3. Introduction to the construction of confidence intervals. In this section we are going to define two confidence intervals: The first is related with a sample from a N(0,1). The second is related with a sample from a Student s t with 5 degrees of freedom. For what concerns to the confidence intervals, Statgraphics always assumes that the population from which the data come follows a Normal law. For this reason, it is advisable to use the following instructions exclusively when the sample size is big (n 30), and this is because in these cases the Central Limit Theorem assures that the distribution of the Sample Mean estimator follows approximately a Normal law, whatever is the distribution of the initial data. In Section 1 we have seen in details how to generate samples. Let s start generating two samples with size n=100, and in particular: SAMPLE1: sample with size 100 from a N(0,1). SAMPLE2: sample with size 100 from a Student s t with 5 degrees of freedom. Once obtained SAMPLE1 and SAMPLE2, select the following path: Describe Numeric Data One-Variable Analysis Select for example SAMPLE1, and in the windows Tables and Graphs select Analysis Summary and Confidence Intervals. The following table shows the confidence interval for the mean obtained with SAMPLE1: 95% Confidence interval for the mean: 0,118804 +/- 0,224542 [-0,105738; 0,343347] Clearly, each of you will obtain different results because of the random nature of the examples above. Exercise: compute the confidence interval associated to SAMPLE2. Write it in the last page of these Notes. BEFORE TO PASS TO THE NEXT SECTION, SAVE THE DATA, CLOSE AND OPEN AGAIN STATGRAPHICS.
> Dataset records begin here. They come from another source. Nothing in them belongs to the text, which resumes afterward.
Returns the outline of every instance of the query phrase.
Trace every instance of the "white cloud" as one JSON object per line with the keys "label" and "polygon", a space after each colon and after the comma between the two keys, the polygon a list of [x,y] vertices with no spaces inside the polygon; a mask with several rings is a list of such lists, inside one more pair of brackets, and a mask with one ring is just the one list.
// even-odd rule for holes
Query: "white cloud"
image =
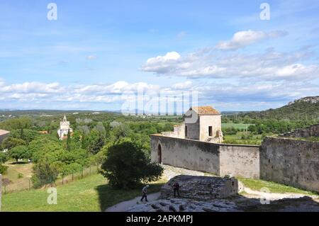
{"label": "white cloud", "polygon": [[181,31],[176,36],[176,39],[180,40],[181,39],[185,38],[187,35],[187,33],[186,31]]}
{"label": "white cloud", "polygon": [[[288,72],[284,72],[284,74],[296,73],[295,69],[292,67],[292,71],[289,71],[291,68],[289,67]],[[42,88],[40,89],[40,86]],[[151,96],[154,93],[159,94],[162,91],[170,96],[179,96],[184,91],[197,91],[199,104],[212,104],[222,110],[264,108],[265,106],[271,107],[272,103],[283,105],[295,98],[319,93],[319,86],[310,83],[271,80],[245,84],[185,80],[163,86],[145,82],[128,83],[123,81],[111,84],[69,86],[58,83],[39,82],[6,84],[4,81],[0,83],[0,91],[4,92],[4,89],[6,94],[0,96],[2,108],[14,106],[18,108],[23,106],[29,109],[70,109],[76,107],[77,109],[91,110],[108,110],[103,108],[106,108],[106,104],[118,106],[116,110],[121,109],[121,103],[128,99],[131,100],[130,95],[138,91]],[[53,89],[56,91],[52,91]],[[172,99],[174,98],[171,98]],[[264,104],[258,105],[259,102]],[[250,105],[250,103],[253,105]]]}
{"label": "white cloud", "polygon": [[216,52],[206,48],[184,57],[178,54],[175,60],[167,56],[169,55],[147,60],[142,70],[192,79],[307,81],[319,76],[319,66],[307,62],[313,56],[309,48],[291,52],[268,49],[257,54]]}
{"label": "white cloud", "polygon": [[286,32],[282,30],[269,33],[252,30],[239,31],[234,34],[230,40],[222,41],[215,48],[222,50],[236,50],[264,39],[282,37],[287,34]]}
{"label": "white cloud", "polygon": [[89,55],[86,57],[86,60],[96,60],[96,56],[94,55]]}

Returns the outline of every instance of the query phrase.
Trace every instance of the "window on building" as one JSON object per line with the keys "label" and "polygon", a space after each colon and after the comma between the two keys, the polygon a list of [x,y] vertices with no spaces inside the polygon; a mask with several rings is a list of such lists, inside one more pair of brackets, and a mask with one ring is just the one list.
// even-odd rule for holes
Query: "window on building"
{"label": "window on building", "polygon": [[213,136],[213,126],[208,126],[208,136]]}

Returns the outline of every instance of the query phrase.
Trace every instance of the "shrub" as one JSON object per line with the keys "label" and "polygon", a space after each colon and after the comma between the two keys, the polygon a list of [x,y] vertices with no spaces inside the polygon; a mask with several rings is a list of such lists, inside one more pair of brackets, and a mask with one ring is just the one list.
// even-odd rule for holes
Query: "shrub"
{"label": "shrub", "polygon": [[8,166],[0,164],[0,174],[5,174],[8,170]]}
{"label": "shrub", "polygon": [[112,186],[123,188],[157,181],[162,172],[160,164],[151,162],[141,148],[128,141],[108,148],[101,170]]}
{"label": "shrub", "polygon": [[38,188],[44,185],[55,183],[59,175],[59,167],[57,164],[50,162],[47,158],[41,159],[33,166],[33,175],[32,176],[32,182],[33,187]]}

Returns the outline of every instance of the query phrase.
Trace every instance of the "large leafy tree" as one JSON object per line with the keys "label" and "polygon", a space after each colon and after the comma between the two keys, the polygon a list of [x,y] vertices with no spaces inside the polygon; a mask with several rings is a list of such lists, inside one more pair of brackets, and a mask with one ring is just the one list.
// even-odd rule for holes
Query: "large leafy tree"
{"label": "large leafy tree", "polygon": [[157,181],[163,172],[145,152],[126,140],[110,146],[101,166],[101,174],[115,187],[133,187],[140,182]]}
{"label": "large leafy tree", "polygon": [[1,163],[5,163],[9,160],[9,155],[6,152],[3,152],[0,151],[0,164]]}
{"label": "large leafy tree", "polygon": [[33,166],[32,182],[35,188],[45,185],[52,185],[55,183],[60,173],[60,166],[57,162],[52,162],[47,157],[43,157]]}

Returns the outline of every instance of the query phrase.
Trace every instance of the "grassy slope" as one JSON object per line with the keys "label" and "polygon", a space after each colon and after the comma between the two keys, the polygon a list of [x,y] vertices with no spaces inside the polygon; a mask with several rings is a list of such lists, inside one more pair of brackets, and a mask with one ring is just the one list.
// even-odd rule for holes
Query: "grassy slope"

4. Exercises (you should hand them at the end of this class, using the last sheet of these Notes) Each section concludes with a bold text: develop the instructions and report the comments and/or the answers in the last sheet of these Notes.
Answers for Section 4. Name and Surname(s): NIU: Degree: Group Section 1: Comments about the goodness of fit of RAND1 and comparison with the results obtained for RAND2. Section 2: Comments about the goodness of fit of Sample Means for the cases n=15 and n=60. Compute the absolute errors for the estimation of the mean and of the standard deviation. Compare with the results obtained for n=30. Section 3: 95% Confidence interval for the mean obtained using SAMPLE2.